Day 20 SOLSC: Vacuum Cleaner
My Two Writing Teachers colleagues and I are hosting the 16th Annual March Slice of Life Story Challenge, in which teachers from around the world participate by posting a story per day.
This year, the SOLSC gives me a chance to record memories of our little dog, Indie, who died in January. I want to write these down while they are still fresh, so that my family and I can read them later and remember not only Indie, but little slices of life across the years.
Like lots of dogs, Indie was always right underfoot when we were in the kitchen. He was stepped on so many times that it’s unbelievable he never was seriously hurt.
Come to think of it, at some point he developed a crook in his tail (which we called his sausage tail because it was a funny fat pointy shape). We’ll never know if it was because he got stepped on. I suspect our kitchen sliding door had something to do with it. In any case, like all his injuries, it never seemed to bother him.
When the kids were little, food fell constantly from their seats, from their hands, mouths, clothing. Indie was right there to vacuum it up. He never missed a crumb. Even in the end, not a crumb was missed. My husband and I knew how lucky we were. Sometimes we‘d visit friends who didn’t have a dog. When their kids dropped food on the floor my first thought was how much work it must be to have kids but no dog.
Early on Indie developed this weird habit of licking the carpet. The first time was when he was just a puppy, and we still lived in our apartment in Brooklyn. He never really chewed (except one time with a Birkenstock, and the corners of a few books that I didn’t even notice until he was much older). But he licked and nibbled a bare spot into one of the rugs. We used bitter apple spray and that seemed to keep him from doing it again — for a while.

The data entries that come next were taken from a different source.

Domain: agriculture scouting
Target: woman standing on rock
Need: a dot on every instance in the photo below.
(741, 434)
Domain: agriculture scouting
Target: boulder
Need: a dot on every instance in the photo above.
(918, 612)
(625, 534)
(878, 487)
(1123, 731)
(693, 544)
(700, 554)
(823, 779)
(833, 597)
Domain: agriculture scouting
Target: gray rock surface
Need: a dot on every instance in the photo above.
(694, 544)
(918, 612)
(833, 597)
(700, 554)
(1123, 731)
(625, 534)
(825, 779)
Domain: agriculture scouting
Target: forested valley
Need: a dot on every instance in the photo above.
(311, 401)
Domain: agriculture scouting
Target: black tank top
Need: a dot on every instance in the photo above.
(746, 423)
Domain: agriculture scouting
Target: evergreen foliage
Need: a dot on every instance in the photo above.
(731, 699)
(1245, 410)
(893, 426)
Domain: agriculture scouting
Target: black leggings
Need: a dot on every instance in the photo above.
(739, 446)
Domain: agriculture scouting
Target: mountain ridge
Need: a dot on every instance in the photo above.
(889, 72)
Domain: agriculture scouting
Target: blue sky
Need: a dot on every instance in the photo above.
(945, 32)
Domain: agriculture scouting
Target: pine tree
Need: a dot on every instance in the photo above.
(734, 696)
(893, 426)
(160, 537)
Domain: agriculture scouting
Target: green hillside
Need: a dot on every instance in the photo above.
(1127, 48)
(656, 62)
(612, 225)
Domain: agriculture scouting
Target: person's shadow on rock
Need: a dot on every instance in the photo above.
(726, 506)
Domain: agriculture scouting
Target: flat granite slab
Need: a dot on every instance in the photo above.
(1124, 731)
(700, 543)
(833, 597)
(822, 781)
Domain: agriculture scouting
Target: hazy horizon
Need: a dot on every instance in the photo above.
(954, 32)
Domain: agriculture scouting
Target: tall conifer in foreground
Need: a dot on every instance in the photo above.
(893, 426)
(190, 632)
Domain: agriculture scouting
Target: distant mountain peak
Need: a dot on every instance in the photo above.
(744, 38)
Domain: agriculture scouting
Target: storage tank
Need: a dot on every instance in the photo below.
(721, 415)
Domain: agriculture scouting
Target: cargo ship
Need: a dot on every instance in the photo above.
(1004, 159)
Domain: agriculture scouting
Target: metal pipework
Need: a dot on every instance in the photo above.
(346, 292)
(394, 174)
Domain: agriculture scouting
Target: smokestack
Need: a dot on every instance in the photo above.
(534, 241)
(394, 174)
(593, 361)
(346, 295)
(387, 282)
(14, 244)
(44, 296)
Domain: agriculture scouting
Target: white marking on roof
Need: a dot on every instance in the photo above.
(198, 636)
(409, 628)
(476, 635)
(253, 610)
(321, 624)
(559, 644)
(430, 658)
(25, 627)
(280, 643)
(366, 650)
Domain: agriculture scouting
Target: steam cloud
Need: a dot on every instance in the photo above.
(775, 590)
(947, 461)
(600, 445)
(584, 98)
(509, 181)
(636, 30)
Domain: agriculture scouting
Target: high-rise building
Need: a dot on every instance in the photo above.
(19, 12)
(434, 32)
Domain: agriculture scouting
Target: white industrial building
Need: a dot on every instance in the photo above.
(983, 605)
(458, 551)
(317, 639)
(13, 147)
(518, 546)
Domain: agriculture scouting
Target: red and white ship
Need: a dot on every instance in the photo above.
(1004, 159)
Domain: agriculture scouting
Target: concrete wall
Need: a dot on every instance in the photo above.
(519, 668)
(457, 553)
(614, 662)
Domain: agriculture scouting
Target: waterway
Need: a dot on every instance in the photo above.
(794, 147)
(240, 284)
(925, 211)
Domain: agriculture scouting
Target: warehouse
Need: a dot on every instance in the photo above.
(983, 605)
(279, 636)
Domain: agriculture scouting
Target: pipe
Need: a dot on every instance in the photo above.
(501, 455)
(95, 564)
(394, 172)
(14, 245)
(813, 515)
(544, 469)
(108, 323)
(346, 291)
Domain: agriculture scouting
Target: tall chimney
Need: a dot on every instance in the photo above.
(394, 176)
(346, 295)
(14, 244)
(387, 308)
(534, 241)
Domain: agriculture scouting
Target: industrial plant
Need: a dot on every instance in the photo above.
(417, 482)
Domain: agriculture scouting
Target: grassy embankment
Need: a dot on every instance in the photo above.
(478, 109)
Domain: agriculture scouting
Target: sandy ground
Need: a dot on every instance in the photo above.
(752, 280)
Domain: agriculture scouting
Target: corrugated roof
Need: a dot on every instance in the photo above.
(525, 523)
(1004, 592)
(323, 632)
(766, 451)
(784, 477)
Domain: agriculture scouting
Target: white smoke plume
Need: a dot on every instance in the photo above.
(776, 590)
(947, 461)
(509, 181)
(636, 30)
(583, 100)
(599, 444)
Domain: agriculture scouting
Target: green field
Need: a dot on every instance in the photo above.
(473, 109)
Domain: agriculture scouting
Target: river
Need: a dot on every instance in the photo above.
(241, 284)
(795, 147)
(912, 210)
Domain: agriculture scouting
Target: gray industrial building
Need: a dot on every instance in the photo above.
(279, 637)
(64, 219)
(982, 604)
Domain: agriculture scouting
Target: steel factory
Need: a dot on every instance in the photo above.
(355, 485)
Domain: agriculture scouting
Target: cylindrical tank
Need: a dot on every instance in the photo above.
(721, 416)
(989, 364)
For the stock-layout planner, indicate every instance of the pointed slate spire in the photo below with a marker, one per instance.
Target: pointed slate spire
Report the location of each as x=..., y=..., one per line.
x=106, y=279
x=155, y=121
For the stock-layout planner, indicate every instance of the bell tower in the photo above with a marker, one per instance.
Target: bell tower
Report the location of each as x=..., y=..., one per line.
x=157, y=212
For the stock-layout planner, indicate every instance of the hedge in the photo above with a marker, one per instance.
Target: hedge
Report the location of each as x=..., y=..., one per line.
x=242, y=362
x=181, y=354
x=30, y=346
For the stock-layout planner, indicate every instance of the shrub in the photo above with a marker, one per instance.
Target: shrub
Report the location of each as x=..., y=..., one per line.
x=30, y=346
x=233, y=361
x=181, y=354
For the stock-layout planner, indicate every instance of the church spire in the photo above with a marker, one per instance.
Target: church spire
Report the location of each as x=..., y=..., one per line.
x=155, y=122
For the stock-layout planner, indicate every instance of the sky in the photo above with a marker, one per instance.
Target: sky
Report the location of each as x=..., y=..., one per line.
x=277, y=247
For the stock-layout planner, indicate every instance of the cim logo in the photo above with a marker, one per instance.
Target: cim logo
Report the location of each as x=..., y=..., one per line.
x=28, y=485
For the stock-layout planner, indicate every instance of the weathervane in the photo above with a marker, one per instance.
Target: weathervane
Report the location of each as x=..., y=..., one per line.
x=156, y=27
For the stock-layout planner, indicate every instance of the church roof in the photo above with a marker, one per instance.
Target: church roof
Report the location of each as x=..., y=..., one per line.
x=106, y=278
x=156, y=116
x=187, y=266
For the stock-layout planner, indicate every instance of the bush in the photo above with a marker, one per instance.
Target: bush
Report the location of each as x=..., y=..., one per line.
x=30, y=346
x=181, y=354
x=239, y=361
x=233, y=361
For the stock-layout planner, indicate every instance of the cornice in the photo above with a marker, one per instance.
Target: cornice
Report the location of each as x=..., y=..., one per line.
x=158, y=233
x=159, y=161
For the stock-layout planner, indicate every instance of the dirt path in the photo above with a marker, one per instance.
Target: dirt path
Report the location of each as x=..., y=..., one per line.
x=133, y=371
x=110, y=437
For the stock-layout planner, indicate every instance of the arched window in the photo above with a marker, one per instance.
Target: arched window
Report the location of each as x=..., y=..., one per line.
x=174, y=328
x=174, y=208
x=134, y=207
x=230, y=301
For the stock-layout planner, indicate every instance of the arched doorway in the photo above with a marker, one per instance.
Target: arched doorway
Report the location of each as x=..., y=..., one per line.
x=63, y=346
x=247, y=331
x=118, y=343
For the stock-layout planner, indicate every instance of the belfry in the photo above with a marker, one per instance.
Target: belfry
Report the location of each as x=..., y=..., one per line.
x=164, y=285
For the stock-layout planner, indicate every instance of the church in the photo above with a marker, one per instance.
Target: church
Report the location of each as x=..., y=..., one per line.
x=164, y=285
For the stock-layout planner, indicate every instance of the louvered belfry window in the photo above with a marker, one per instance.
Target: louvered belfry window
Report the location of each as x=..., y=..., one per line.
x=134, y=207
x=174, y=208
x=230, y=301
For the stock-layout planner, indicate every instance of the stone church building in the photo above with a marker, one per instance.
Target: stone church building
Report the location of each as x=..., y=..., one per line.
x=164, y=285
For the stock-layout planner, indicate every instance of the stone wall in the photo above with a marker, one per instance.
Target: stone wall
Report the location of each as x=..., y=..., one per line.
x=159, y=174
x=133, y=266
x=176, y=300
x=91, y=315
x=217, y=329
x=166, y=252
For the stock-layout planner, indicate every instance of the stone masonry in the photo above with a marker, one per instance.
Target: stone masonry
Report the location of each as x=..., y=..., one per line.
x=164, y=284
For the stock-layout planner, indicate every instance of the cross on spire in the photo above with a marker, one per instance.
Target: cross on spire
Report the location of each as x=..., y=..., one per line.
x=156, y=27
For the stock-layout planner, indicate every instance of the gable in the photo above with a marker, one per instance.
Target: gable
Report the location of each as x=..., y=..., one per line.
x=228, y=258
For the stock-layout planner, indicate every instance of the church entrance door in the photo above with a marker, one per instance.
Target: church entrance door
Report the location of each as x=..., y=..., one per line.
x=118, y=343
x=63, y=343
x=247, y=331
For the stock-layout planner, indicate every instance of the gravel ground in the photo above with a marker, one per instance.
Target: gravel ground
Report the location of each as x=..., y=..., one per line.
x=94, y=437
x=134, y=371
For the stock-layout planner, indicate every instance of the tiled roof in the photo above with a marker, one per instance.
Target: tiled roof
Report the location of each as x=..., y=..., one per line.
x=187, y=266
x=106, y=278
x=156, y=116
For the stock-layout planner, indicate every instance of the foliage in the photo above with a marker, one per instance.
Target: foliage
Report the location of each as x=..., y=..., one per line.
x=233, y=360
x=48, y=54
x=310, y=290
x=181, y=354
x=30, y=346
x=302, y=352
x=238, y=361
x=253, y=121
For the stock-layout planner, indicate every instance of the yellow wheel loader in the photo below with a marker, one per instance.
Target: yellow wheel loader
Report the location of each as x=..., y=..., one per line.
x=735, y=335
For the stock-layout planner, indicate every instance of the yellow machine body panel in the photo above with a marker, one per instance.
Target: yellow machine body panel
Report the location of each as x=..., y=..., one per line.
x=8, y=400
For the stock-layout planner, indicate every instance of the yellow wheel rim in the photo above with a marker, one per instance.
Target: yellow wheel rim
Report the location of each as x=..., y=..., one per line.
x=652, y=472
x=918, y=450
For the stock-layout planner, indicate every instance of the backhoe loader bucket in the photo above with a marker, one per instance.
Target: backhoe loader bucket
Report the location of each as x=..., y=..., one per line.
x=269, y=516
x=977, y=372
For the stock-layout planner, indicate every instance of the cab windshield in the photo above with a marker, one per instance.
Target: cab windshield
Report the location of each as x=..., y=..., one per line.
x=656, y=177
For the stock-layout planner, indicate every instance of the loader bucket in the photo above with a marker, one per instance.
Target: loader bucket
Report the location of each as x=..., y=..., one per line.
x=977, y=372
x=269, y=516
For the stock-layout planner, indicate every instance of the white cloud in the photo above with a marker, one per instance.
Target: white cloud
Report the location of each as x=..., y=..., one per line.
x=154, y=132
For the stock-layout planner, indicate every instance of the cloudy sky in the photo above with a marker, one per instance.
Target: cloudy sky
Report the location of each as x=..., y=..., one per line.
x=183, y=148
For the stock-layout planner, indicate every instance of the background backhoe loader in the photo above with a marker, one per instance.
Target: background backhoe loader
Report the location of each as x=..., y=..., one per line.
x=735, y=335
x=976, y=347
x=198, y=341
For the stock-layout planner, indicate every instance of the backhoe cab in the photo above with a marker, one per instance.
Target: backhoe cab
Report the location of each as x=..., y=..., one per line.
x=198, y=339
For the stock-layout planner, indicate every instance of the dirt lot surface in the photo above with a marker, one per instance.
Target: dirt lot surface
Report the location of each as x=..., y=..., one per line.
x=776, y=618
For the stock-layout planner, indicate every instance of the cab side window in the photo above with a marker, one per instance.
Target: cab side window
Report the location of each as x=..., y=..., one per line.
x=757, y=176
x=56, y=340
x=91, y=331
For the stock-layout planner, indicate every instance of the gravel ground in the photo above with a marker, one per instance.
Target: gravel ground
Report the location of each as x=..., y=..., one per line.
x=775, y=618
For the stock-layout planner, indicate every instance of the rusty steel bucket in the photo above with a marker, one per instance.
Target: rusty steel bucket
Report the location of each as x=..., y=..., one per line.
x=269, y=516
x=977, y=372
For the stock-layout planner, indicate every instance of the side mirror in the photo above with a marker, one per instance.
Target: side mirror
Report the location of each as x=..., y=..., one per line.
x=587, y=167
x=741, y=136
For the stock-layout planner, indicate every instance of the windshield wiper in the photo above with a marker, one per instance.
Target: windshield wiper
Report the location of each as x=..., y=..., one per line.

When we moved into our house that we live in now he started doing it again. Only this time there was wall-wall carpeting in the upstairs. We could hear him from another room - slurp slurp. But then when we tried to catch him in the act - nothing.
Eventually he chose a favorite spot on the stairs landing, where he would sit and sunbathe everyday. From there he could see and hear almost the whole house. He could see out the windows he was too small for, without the height of the stairs landing. He licked the heck out of that square of carpet.
When Indie died, everywhere I looked everything reminded me of him and I couldn’t believe how hard it was—still is. This silly little dog. And I still can’t do anything in a day without thinking about where he would have been be sitting or sunbathing or licking up crumbs.